The main takeaway is that this paper offers GoalCover as a pre-fine-tuning check: break a high-level goal into atomic subgoals interactively, score each training sample against them with an LLM, and flag gaps from the low-score explanations. The controlled corruption tests across medical QA, legal summarization, and code generation show targeted subgoals dropping 25.6% on average while non-targeted ones drop only 2.1%, with a solid effect size. The financial summarization RFT run with Qwen-3-14B then reports a small reward lift from 3.77 to 4.12 when training on the filtered data, and a bit more when adding synthetic samples aligned to the goals.

Referee Report

2 major / 2 minor

Summary. The paper introduces GoalCover, a framework to detect capability gaps in fine-tuning datasets for LLMs by interactively decomposing high-level goals into atomic subgoals, assigning LLM-based alignment scores to training samples for each subgoal, and analyzing low-scoring samples to surface missing capabilities. Validation is provided through controlled corruption experiments in three domains demonstrating that target subgoals degrade by 25.6% compared to 2.1% for non-target subgoals (Cohen's d=1.24), and a downstream reinforcement fine-tuning task on financial summarization where filtering data with GoalCover improves the LLM-judge reward from 3.77 to 4.12.

Significance.
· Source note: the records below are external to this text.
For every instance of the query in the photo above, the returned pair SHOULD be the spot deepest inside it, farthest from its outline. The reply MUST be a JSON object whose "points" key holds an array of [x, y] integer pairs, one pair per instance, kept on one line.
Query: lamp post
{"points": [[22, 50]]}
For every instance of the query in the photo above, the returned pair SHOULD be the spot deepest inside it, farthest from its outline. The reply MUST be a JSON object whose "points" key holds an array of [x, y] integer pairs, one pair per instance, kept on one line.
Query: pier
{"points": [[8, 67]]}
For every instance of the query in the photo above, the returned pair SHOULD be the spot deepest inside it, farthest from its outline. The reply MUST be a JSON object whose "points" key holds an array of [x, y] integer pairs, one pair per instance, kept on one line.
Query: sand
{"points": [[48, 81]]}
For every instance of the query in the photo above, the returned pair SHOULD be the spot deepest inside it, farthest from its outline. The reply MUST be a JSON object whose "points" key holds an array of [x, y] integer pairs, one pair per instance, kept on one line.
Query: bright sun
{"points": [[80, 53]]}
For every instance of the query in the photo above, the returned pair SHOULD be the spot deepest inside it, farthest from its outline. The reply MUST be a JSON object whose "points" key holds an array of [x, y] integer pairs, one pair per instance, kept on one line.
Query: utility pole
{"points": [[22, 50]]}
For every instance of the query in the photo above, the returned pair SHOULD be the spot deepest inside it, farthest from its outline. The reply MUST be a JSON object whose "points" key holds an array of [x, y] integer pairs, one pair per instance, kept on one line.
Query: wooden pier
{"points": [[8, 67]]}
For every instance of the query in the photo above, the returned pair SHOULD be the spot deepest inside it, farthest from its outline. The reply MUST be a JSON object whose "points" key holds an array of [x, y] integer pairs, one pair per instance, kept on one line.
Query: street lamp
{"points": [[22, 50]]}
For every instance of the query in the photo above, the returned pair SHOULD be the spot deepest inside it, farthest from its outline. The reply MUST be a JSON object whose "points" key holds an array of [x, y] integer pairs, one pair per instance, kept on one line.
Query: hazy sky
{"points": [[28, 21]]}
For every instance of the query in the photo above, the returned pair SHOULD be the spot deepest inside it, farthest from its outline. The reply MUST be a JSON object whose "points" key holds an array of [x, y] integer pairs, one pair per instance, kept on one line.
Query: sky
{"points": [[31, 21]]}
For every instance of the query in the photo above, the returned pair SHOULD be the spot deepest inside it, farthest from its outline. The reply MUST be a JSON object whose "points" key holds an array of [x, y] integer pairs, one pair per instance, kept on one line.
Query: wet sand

If the results hold under independent validation, GoalCover could offer practitioners a systematic way to identify and address capability gaps in training data prior to fine-tuning, potentially leading to more effective domain-specific LLM adaptations and reducing the need for costly trial-and-error fine-tuning runs. The framework's use of interactive decomposition and automated analysis addresses a practical gap in current fine-tuning practices.

major comments (2)

[Validation: Controlled Corruption Experiments] The controlled corruption experiments (described in the validation section) measure degradation using the same LLM alignment scorer employed by GoalCover. This shows sensitivity to the injected artificial edits but does not demonstrate detection of genuine pre-existing capability gaps in unaltered datasets; an independent check such as human evaluation of identified gaps or correlation with external task metrics is needed to support the claim of reliable distinction.
[Validation: Downstream RFT Task] In the downstream RFT task on financial summarization with Qwen-3-14B, the reported reward improvement (3.77 to 4.12) is assessed via an LLM judge. The manuscript should demonstrate that the judge's evaluation criteria are independent of the subgoal alignment prompts, as overlap would undermine the utility claim.

minor comments (2)

[Abstract and Methods] The abstract and methods provide no details on prompt engineering for the LLM scorer, score calibration procedures, or explicit controls for LLM-judge bias; these should be added for reproducibility.
[Framework Description] Clarify the interactive decomposition protocol, including how practitioners ensure subgoals are atomic and independently evaluable without missing critical capabilities.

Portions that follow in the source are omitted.